Interviewé par l’agence de presse russe Ria Novosti, Bachar al-Assad a estimé « logique que des forces indépendantes et de l’opposition » participent à un tel gouvernement, se disant même confiant dans le fait que les négociations de Genève permettent de « régler » la question de la distribution des portefeuilles ministériels.

Cette annonce intervient alors que le président syrien fait face à une pression internationale pour inclure des représentants de l’opposition dans « l’organe de transition » qui, selon la feuille de route fixée par l’ONU, doit être élaboré lors des pourparlers de paix de Genève entre le régime et l’opposition.

Le rôle de cet organe de transition — un gouvernement élargi selon le régime, un organe ayant les pleins pouvoirs dans lequel le président Bachar al-Assad n’aurait aucun rôle selon l’opposition — constitue l’un des principaux points de blocage.

Le président syrien a également estimé qu’un « projet de Constitution », réclamée elle aussi dans la feuille de route de l’ONU, pourrait être prêt en quelques semaines.

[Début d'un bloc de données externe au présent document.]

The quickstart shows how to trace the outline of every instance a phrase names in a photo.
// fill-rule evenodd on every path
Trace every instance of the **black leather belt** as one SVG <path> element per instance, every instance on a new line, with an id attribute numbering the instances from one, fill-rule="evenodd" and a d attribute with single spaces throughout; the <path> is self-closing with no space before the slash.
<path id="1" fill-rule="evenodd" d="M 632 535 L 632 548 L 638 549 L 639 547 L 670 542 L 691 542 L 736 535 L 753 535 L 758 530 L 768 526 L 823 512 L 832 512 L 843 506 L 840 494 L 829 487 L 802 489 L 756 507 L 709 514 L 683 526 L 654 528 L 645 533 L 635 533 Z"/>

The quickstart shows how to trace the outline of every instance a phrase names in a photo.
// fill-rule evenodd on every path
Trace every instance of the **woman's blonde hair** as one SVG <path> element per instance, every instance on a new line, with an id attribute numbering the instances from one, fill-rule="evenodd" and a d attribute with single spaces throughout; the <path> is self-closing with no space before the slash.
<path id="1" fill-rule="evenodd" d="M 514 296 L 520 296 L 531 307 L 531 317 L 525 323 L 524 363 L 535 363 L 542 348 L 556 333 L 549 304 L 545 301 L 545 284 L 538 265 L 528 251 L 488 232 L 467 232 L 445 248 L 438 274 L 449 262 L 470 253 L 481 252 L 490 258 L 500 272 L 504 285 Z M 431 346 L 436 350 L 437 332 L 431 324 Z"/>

Moscou et Washington espèrent eux un brouillon de projet d’ici août.

Bachar al-Assad a en outre estimé les dommages causés par cinq ans de conflit à « plus de 200 milliards de dollars » et annoncé que les entreprises des principaux alliés de la Syrie — la Russie, l’Iran et la Chine — seraient les premières naturellement invitées à participer à la reconstruction du pays.

Mais la Maison Blanche exclut tout gouvernement syrien d’union avec Assad

La Maison Blanche a quant à elle exclu mercredi toute possibilité d’un gouvernement d’union en Syrie qui inclurait le président Bachar al-Assad, l’opposition syrienne ayant aussi catégoriquement rejeté cette hypothèse.

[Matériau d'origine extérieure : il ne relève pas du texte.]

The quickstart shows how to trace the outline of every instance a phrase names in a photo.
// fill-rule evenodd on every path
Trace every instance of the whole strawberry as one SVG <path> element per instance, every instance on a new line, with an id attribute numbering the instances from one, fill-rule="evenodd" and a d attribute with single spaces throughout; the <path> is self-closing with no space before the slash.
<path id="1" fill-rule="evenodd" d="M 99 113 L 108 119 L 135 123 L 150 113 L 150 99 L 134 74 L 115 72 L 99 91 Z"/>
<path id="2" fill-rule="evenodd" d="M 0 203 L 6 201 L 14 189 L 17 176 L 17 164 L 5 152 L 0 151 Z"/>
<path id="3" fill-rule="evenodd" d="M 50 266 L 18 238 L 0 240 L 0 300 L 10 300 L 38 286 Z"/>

Réagissant à un nouvel appel de M. Assad en faveur d’un gouvernement d’union nationale, le porte-parole de la Maison Blanche Josh Earnest a estimé qu’il était « hors de question » que le président syrien y prenne part.

Des pourparlers de paix sur la Syrie doivent reprendre à Genève autour du 10 avril sous l’égide de l’ONU.

Estimant « logique que des forces indépendantes et de l’opposition » participent au futur gouvernement, le président syrien s’est dit confiant mercredi dans le fait que les négociations de Genève permettent de « régler » la question de la distribution des portefeuilles ministériels.

La forme du corps exécutif qui doit diriger le pays en guerre jusqu’aux prochaines élections -prévues par l’ONU dans 18 mois-, est la principale pomme de discorde entre les deux camps.

Dans sa résolution 2254, le Conseil de sécurité de l’ONU évoque l’établissement d’une « gouvernance » en charge de la « transition politique » mais reste vague sur la forme qu’elle doit prendre.

Offensive militaire

Sur le terrain, les troupes du régime de Damas poursuivaient leur offensive contre le groupe État islamique dans le centre de la Syrie après la reconquête de la ville de Palmyre désertée par ses habitants.

De violents combats se déroulaient mercredi aux environs d’Al-Qaryatayn, une localité à majorité sunnite située à 120 km à l’ouest de Palmyre tenue par l’EI. L’armée cherche à s’en emparer afin de sécuriser Palmyre et empêcher les jihadistes de l’attaquer de nouveau.

L’aviation syrienne menait également des frappes sur Sokhné (à l’est de Palmyre) où se sont retranchés des jihadistes. Si le régime s’emparait de cette ville, il serait aux portes de la province pétrolière de Deir Ezzor (est), contrôlée en grande partie par l’EI.